George Wilson Stanley in Ireland from Canada
Nov 13, 1904 (To Edwie - the brother)
It is a fine life, there is no mistake about that. Perhaps a little rough but what odds about that, the rougher the better for me. How would you like to have a day with me. Well...suppose you were here. Half past six up. That is nothing unusual for you, then downstairs. If Mr. B is up he lights the fire. If not, I do. Then you would have to get a pail and go to the stable with a lantern and get an old box and squat down before a cow and milk and so on. Meanwhile Mr. B has fed the horses.
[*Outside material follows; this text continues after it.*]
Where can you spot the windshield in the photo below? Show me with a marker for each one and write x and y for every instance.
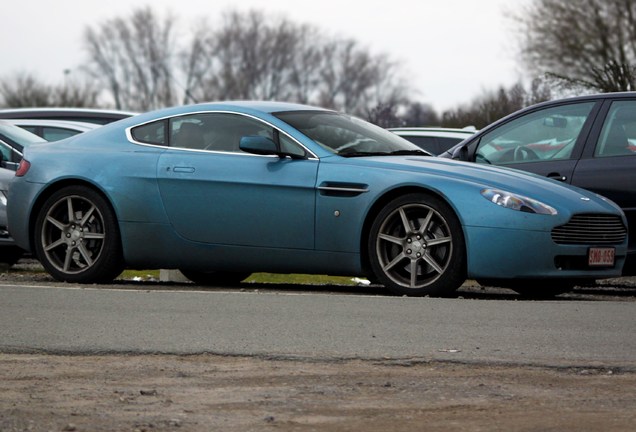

Then bring the milk to the house and wash and have breakfast. Then Paddy has to be watered. I put a bridle on him so that he has no chance to bolt and I up and go full gallop bareback on a pony that has not been broken to a saddle a month.
Then Mr. B says he is going to the woods to get a load of wood. We get the wagon. First Mr. B falls a tree, then I get the horses hitched on to it and draw it out through brush and everything and get half scratched to pieces and so on till we have a load, then home for dinner. Then after dinner out again and get the crosscut saw and cut away, the two of us till tea time. Three or four hours without a stop. Then saddle up And round up the cows and milk and feed the horses and everything else and at 9 or 10 I am ready for bed.
Well fancy his Reverence going through all this. That is not the worst. That is an easy day. But everyone to his liking. Fancy me in a pulpit. I could not say a word. I do miss my dear brother.